Insufláveis de sotaque americano

No caso de Paula e Fernando Araújo, residentes em Guilhadeses e Santar, freguesia de Arcos de Valdevez, a motivação para, ano após ano, encherem a casa de luzes e insufláveis alusivos ao Natal, é semelhante: “Adoramos o Natal, é a nossa época preferida do ano desde sempre, adoramos ver os sorrisos das criança e ajudar a espalhar a magia do Natal e a despertar o espírito da quadra em quem passa na rua. Só saber que por verem a casa sorriram, já me faz feliz, já vale a pena todo o trabalho.” O casal viveu grande parte da vida nos EUA e já na América fazia questão de decorar a casa a preceito. Mas foi depois de voltar a Portugal, há seis anos, que começou a caprichar na missão. “Sempre gostámos muito desta época, mas agora estamos reformados, temos mais tempo”, explica Paula. Hoje, além de milhares de luzes, têm perto de uma centenas de insufláveis , sendo que, como a casa não tem dimensões ilimitadas, “só” cerca de 60 são expostos. Bonecos de neve, um Pai Natal gigante sentado na mítica poltrona, soldadinhos de chumbo, o Grinch (que, por sinal, é bem difícil encontrar), presépios, há de tudo um pouco. Todos eles têm uma ventoinha própria, que os mantém cheios, e, ponto curioso, todos vieram da América. “Andamos sempre a ver na Internet o que há de novo, normalmente depois do Natal as lojas põem tudo à venda em saldos, nós compramos e enviamos para a casa de amigos que lá vivem. Depois, mandamos vir num contentor. Se encomendássemos diretamente para Portugal, ficava muito mais caro.” Ainda assim, admite, têm “uns milhares de euros investidos em insufláveis”. Este ano, têm até uma cortina de luzes, que vai exibindo imagens natalícias em movimento. “Essa até mandámos vir diretamente para Portugal porque eu queria mesmo pôr já este ano.”

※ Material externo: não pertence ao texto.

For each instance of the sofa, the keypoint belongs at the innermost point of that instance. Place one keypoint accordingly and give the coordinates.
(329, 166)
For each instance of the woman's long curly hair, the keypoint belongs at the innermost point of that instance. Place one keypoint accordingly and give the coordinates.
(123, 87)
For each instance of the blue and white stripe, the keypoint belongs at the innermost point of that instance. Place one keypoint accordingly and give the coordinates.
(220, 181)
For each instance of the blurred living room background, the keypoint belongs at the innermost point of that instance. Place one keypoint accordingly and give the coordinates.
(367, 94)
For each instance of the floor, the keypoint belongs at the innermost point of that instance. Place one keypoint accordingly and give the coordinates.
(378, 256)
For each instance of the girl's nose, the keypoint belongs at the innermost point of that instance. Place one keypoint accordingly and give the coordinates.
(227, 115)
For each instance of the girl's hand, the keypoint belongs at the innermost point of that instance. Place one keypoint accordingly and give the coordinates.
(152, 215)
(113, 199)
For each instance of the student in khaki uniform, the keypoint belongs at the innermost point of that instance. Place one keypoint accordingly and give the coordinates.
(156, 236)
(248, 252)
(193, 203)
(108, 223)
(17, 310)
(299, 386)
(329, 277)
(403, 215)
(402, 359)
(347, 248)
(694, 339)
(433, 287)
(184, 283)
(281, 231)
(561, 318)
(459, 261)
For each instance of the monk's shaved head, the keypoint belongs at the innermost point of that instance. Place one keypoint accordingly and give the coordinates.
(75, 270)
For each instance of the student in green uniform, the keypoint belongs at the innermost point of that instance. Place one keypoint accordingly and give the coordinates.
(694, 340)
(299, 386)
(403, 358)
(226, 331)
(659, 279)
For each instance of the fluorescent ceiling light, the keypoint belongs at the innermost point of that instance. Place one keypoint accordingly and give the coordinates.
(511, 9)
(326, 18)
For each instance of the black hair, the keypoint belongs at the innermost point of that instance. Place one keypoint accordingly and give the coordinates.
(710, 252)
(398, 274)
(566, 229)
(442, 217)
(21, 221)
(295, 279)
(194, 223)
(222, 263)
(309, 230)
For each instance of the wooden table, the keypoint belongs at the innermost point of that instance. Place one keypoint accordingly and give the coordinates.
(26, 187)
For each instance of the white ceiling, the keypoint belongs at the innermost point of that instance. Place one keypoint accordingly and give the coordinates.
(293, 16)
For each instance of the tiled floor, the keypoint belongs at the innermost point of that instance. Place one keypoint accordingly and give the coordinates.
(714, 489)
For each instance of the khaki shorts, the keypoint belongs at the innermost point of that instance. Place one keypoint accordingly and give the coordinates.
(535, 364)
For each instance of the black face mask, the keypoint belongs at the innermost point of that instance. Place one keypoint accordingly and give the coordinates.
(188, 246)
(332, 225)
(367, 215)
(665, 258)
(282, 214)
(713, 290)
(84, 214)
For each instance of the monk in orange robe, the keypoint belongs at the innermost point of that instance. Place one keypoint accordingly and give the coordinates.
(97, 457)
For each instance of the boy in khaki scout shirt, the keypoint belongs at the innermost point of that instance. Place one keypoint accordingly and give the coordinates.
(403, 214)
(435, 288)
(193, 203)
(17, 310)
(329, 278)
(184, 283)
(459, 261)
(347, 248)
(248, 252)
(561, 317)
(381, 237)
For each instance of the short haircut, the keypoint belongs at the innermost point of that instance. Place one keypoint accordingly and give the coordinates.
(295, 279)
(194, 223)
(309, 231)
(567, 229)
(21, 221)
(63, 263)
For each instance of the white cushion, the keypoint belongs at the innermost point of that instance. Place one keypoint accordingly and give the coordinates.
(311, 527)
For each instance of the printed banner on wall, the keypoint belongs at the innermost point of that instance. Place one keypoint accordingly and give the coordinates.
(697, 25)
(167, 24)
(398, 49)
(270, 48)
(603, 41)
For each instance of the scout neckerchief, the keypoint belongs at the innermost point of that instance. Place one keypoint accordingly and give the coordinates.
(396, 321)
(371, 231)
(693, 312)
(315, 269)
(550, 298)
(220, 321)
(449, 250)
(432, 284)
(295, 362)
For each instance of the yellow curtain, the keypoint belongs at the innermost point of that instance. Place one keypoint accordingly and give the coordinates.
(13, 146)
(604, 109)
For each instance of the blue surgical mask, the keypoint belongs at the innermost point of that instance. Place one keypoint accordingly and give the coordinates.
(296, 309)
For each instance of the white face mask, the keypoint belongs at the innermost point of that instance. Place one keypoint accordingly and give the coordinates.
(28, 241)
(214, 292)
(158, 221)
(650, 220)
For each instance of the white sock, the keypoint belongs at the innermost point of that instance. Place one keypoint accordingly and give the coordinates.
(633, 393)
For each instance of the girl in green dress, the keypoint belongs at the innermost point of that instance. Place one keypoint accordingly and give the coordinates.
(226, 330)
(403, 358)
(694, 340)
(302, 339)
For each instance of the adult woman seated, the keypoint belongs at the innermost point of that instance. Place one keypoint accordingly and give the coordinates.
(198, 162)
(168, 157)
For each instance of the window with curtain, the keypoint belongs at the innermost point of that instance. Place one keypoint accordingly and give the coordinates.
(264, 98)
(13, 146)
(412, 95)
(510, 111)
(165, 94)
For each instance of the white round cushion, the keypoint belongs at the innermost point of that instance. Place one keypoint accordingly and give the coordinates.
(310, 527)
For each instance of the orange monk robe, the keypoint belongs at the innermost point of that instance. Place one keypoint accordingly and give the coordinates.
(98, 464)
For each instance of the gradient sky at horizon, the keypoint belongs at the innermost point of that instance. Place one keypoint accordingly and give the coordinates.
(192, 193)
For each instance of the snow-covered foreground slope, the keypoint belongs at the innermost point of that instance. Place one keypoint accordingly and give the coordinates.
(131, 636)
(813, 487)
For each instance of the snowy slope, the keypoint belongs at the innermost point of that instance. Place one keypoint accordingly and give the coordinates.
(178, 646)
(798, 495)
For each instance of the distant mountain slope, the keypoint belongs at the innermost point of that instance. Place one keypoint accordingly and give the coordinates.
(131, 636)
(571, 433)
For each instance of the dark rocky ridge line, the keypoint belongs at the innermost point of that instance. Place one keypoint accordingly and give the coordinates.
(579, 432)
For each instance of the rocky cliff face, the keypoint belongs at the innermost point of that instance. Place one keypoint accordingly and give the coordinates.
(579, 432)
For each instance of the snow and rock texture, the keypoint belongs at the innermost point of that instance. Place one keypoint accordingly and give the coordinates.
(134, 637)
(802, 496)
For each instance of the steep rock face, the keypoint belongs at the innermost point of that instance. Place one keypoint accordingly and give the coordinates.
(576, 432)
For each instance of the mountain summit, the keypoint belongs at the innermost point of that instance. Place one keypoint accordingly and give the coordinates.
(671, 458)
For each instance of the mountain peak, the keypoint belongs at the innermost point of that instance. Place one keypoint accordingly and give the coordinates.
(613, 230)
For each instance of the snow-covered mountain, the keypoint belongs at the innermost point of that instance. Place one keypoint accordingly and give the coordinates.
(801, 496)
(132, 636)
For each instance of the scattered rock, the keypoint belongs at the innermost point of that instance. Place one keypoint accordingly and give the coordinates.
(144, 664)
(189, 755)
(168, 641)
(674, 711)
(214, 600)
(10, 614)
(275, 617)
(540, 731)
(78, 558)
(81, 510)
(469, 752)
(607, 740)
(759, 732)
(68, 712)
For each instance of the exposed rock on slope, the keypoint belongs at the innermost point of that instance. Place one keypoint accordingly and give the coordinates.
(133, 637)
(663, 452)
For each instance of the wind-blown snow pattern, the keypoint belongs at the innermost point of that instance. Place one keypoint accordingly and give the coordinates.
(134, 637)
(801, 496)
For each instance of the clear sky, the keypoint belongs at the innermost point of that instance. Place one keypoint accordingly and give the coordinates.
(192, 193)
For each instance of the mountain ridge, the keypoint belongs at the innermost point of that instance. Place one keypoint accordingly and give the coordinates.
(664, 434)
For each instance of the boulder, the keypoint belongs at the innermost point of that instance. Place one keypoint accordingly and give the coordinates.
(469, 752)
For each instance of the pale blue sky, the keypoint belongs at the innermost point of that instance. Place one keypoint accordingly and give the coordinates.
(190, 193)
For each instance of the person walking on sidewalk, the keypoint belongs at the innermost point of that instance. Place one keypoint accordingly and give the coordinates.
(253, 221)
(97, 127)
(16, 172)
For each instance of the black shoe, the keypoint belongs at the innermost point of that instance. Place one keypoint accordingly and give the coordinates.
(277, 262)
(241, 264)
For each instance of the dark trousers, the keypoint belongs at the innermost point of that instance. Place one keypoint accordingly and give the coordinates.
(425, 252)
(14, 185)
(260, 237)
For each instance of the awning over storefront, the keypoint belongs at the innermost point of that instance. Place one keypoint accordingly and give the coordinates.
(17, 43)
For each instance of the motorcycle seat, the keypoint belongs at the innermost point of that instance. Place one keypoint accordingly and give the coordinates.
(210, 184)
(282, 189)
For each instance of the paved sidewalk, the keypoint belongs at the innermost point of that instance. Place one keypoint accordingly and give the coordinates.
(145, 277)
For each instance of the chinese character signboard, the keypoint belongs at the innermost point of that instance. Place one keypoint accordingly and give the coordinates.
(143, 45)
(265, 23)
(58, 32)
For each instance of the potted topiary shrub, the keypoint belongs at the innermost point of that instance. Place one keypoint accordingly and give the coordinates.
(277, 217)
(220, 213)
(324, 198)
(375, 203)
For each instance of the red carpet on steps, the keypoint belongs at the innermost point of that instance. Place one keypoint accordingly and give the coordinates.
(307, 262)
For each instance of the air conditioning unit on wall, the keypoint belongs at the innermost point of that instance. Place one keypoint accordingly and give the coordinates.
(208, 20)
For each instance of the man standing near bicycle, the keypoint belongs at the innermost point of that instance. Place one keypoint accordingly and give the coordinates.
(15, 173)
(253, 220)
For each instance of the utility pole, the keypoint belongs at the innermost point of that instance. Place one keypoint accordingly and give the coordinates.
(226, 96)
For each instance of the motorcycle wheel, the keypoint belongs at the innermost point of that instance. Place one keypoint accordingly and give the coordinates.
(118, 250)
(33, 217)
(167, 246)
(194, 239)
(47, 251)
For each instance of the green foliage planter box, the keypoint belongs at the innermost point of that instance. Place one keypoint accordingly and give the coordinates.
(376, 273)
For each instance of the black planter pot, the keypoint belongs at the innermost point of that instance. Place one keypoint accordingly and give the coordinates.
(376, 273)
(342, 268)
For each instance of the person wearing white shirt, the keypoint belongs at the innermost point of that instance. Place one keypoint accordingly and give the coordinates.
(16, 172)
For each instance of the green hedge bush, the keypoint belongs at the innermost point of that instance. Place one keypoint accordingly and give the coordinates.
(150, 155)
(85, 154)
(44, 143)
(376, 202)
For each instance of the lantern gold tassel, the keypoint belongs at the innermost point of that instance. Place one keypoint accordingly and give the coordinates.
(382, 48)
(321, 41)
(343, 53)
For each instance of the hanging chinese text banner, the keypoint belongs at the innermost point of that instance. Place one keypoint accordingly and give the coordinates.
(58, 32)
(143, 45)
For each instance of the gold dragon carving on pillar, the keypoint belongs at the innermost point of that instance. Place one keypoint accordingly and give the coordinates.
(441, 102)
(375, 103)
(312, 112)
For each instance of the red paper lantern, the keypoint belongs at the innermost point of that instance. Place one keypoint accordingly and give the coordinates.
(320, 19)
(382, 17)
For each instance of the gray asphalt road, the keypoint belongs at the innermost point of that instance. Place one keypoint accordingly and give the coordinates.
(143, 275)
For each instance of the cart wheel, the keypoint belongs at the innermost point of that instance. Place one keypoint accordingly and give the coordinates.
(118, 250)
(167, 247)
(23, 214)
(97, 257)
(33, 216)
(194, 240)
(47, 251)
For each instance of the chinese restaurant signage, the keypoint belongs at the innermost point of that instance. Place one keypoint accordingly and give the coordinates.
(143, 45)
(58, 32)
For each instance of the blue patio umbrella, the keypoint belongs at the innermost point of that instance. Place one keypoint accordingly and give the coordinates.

Na casa de Paula e Fernando Araújo, em Guilhadeses e Santar (Arcos de Valdevez), os ex-líbris são as dezenas de insufláveis, todos comprados online, em lojas dos Estados Unidos, onde ambos viveram durante décadas

Normalmente, começam a preparar tudo uma semana antes, no início de dezembro, mais coisa menos coisa. Mas o trabalho não termina no dia em que ligam as luzes – por regra, até dia 8. “Desde que não chova ou não haja vento, os insufláveis estão sempre ligados à noite. Quando chove, ou quando está muito vento, é que temos de os guardar, para não se estragarem, e ficam só as luzes. Além disso, requerem muita manutenção. Todos as noites, depois de os desligarmos, temos de dar tempo para esvaziarem, enrolá-los e protegê-los com sacos. Depois, no dia seguinte, tiramos dos sacos, estendemos, ligamos as ventoinhas e voltamos a pôr tudo no lugar.” Um ritual que, “com a prática”, lhes leva cerca de 45 minutos por dia. Dentro de casa, também não faz a coisa por menos. “Temos sete árvores de Natal, uma em cada divisão da casa e cada uma com um significado próprio.” Uma delas, por exemplo, tem fotos de todos os familiares que já partiram, outra tem “recuerdos” de muitas viagens que fizeram – e continuam a fazer – pelo Mundo. E ainda há a que faz as delícias dos sobrinhos mais pequenos: a dos chocolates. O pior é mesmo quando, após o Natal, chega a hora de desmontar tudo. “Custa sempre. Mas depois vamos recuperando a alegria durante o ano, quando vamos vendo coisas novas para comprar.”